Num trio de clipes que terminam o filme, Cantú e Taylor falam admiravelmente de Davis-“Eu não me arrependo, não esqueço, mas ainda amo”, diz Taylor – e o amigo de Davis, o artista Cortez McCoy, lembra-se dele chorando, dizendo: “Claro que eu o amava. Ele era como um irmão que fazia coisas estúpidas, e tu aceitaste.” Ao enfrentar a violência de Davis contra as mulheres, Nelson confia nestes comentários como uma espécie de bênção, se não uma espécie de absolvição, como se sugerisse que, se as mulheres que estavam entre as suas vítimas ainda falam de Davis com amor, então que todos nós possamos.

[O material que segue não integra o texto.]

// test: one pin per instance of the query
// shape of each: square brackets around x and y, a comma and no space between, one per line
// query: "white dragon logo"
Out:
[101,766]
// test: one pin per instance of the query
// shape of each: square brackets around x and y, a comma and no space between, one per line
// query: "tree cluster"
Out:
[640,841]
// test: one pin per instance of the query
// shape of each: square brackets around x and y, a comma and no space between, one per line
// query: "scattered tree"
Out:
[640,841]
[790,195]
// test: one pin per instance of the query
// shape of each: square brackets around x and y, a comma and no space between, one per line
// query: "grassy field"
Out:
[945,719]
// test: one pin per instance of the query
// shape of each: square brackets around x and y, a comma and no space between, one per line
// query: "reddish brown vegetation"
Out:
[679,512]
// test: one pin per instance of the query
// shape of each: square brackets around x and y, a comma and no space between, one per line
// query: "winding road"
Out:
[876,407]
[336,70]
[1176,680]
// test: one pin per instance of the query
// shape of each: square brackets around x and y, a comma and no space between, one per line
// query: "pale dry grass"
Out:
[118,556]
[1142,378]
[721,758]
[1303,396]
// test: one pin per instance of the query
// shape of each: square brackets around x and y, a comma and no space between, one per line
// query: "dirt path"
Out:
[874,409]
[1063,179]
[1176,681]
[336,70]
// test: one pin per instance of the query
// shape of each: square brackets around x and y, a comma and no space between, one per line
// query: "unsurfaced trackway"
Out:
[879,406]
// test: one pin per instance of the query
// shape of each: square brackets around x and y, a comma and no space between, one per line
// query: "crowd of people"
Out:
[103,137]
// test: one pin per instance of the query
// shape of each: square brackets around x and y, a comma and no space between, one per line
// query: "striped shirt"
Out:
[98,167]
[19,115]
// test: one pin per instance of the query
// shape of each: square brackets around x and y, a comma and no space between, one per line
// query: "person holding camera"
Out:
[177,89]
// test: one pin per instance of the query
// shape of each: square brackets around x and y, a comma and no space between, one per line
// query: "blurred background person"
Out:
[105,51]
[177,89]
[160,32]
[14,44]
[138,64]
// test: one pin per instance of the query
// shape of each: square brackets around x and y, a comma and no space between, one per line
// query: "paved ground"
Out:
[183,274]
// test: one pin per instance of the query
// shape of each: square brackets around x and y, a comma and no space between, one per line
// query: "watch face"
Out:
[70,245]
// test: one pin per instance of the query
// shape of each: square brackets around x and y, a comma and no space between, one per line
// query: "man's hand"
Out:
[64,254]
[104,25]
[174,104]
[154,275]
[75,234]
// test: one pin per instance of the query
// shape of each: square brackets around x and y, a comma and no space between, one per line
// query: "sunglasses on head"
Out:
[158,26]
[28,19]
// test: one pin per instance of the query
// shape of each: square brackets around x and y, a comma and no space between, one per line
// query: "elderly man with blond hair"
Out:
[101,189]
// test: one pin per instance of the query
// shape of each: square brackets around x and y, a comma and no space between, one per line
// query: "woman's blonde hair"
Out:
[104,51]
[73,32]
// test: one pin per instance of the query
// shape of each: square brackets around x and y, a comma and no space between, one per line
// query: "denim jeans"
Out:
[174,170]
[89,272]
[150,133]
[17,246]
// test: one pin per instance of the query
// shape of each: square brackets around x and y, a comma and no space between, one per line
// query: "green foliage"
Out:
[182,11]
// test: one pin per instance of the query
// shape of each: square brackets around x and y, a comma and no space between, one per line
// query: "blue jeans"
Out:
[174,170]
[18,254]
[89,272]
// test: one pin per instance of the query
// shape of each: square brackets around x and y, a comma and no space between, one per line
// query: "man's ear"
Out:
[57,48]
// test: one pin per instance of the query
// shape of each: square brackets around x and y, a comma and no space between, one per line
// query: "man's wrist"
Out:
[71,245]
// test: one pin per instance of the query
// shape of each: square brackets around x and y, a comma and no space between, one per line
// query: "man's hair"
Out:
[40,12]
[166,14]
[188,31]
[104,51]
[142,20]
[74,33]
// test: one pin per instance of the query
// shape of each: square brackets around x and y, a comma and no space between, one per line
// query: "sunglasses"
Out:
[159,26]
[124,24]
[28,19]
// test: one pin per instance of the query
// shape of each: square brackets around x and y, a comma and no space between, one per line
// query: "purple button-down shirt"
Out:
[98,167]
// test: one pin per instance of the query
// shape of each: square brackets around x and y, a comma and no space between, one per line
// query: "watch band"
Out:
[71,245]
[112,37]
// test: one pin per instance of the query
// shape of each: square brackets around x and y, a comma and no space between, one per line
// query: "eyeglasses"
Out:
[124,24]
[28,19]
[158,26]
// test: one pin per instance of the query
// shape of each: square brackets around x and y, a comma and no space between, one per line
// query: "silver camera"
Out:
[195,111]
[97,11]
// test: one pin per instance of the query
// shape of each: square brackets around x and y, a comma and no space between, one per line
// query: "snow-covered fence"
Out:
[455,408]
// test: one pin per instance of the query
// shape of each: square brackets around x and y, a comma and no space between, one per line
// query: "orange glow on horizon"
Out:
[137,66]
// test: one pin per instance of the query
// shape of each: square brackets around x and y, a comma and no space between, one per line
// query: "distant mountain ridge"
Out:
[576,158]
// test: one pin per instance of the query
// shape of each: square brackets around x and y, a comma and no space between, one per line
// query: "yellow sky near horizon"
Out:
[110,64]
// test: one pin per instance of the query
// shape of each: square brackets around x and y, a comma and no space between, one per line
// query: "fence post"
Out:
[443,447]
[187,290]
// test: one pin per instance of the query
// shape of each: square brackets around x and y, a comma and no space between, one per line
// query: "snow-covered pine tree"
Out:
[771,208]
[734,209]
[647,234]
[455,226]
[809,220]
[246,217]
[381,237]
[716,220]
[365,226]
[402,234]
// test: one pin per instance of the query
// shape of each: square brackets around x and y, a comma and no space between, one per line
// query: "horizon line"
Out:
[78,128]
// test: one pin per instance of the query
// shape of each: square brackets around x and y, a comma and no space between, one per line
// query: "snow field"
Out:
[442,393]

Yet there’s more to be said on the subject on the subject. O escritor Eric Nisenson foi amigo de Davis de 1978 a 1981 e entrevistou-o frequentemente; em 1982, ele publicou a biografia de Davis “Round About Midnight”. Quando foi reeditada, em 1996, Nisenson acrescentou um novo prefácio, no qual ele lamentava não ter escrito mais completamente sobre a violência de Davis contra as mulheres, que o próprio Davis lhe revelou e que ele chamou de “bem conhecida em toda a comunidade do jazz”. Nisenson escreve ali sobre a relação de Davis com uma mulher chamada, pseudonimamente, Daisy, que vivia com ele. Uma noite, Davis convocou Nisenson para sua casa, na West Seventyseventh Street, e disse-lhe que tinha partido o maxilar de Daisy, deixando-a hospitalizada. “Então, o que achas, Eric? Eu sou um idiota? “O Davis perguntou-lhe. O Nisenson expressou a sua raiva ao Davis e perguntou: “Como pudeste fazer uma coisa dessas?” A resposta do Davis foi: “Eu queria dar o meu murro. Eu sei como dar o meu murro.” Nisenson morreu em 2003; o filme não inclui entrevista com ninguém que tenha sido identificado como Daisy, e ninguém que tenha sido entrevistado no filme menciona o assalto. Ninguém se refere ou citações do livro de Nisenson. É apenas um exemplo, embora importante, dos resultados da estreita abordagem artística de Nelson. Se tais discussões tivessem sido incluídas no filme, se Nelson tivesse ampliado o seu campo de ação para incluir todo o espectro do arquivo, se tivesse perseguido uma forma mais livre e um escopo mais amplo de discussão com seus participantes, a nota de graça final poderia soar um pouco diferente.